Transgenerational Memory: From Pre-Holocaust to Post-Yugoslavia
DOI:
https://doi.org/10.11649/ch.2020.004Keywords:
Holocaust, Yugoslavia, transgenerational memory, communicative memory, gender, biography, autobiography, hybrid genresAbstract
The study focuses on Fanika as an example of documentary writing by firstand second-generation survivors, i.e. women in the mother-daughter relationship (Hanna Altarac/Fanika Lučić and Branka Jovičić), both from Sarajevo, Yugoslavia. The timeline of the life story of Hanna/Fanika, born in 1922 in a Sephardic family from Sarajevo, coincides on the macro level with the history of Yugoslavia (the establishment of the state and the interwar period, World War Two and the Holocaust, the postwar socialist period, the break-up of the country and post-Yugoslavia), which is important for the contextualization of the narrative. We have analyzed the motivation of first-generation survivor Fanika Lučić to present her memories of the Holocaust, highlighting the importance of communicative memory as an instrument of their transmission to a second-generation survivor as well as the process involved in their transfer from private to public narrative. Further analysis refers to the generic frames of the narrative, its hybrid character, and its liminal position at a point where biography and autobiography meet and interact.

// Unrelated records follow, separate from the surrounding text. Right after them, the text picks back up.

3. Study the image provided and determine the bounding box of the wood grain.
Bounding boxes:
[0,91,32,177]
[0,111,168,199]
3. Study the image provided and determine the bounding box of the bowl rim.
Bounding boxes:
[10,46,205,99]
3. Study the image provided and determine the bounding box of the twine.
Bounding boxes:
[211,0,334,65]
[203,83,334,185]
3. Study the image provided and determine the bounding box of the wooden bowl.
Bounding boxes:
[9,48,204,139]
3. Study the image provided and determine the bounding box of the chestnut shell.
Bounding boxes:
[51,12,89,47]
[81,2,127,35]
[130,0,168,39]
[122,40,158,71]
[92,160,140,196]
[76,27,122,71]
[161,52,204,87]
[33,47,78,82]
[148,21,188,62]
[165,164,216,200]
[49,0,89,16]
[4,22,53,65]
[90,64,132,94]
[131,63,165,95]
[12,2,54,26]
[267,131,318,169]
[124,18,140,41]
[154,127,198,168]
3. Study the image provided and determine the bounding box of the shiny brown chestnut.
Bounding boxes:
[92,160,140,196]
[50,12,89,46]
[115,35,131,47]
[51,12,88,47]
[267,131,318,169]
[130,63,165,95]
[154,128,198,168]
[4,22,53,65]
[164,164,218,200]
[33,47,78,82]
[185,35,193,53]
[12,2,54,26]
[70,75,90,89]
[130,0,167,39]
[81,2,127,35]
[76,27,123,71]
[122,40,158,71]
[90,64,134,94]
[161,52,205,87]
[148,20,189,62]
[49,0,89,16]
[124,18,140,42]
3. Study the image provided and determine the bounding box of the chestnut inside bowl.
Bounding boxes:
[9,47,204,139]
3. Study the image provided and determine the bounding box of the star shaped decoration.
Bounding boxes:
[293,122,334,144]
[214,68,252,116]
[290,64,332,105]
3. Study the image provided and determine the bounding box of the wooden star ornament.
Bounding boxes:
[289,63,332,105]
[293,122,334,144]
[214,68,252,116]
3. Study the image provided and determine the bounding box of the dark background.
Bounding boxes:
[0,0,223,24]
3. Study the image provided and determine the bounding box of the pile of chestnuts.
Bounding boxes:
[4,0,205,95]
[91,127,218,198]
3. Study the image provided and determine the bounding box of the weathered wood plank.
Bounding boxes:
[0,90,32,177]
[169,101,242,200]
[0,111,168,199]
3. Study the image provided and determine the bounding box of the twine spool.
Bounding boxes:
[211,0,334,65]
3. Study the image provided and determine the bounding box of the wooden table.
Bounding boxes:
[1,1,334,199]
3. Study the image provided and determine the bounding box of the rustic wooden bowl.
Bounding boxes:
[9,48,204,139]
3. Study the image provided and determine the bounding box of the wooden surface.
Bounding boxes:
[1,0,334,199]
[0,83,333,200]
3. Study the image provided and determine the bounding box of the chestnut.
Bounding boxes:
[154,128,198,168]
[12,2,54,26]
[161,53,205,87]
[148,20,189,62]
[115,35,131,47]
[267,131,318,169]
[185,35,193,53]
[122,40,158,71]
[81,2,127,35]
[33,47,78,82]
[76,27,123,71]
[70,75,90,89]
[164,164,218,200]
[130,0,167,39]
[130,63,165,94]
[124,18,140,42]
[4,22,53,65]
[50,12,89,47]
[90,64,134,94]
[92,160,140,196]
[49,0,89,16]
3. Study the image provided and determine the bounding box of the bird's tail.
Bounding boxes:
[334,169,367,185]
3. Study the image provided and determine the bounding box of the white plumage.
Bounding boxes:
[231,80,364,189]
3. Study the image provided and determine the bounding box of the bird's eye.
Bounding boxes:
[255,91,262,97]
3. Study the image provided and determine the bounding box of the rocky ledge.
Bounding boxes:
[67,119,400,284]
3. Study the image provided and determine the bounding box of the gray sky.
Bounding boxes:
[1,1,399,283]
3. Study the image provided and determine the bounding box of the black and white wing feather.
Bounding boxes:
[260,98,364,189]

Mediation is a key procedure in Fanika, so attention has been dedicated to determining the degrees of mediation, their variation throughout the narrative and their impact on the substructures (narrative segments). Finally, we have identified, interpreted, and contextualized several gender markers appearing at various levels of the text. In conclusion, the book was designed not only to transmit the Holocaust testimony of Fanika Lučić, but also to provide a biographical account of her life in socialist Yugoslavia, her experience of the war in Bosnia, and the final phase of her life as a Canadian immigrant. Transgenerational memory and gender play a key role in the hybrid structure of this book, which is a welcome contribution to Yugoslav Holocaust literature.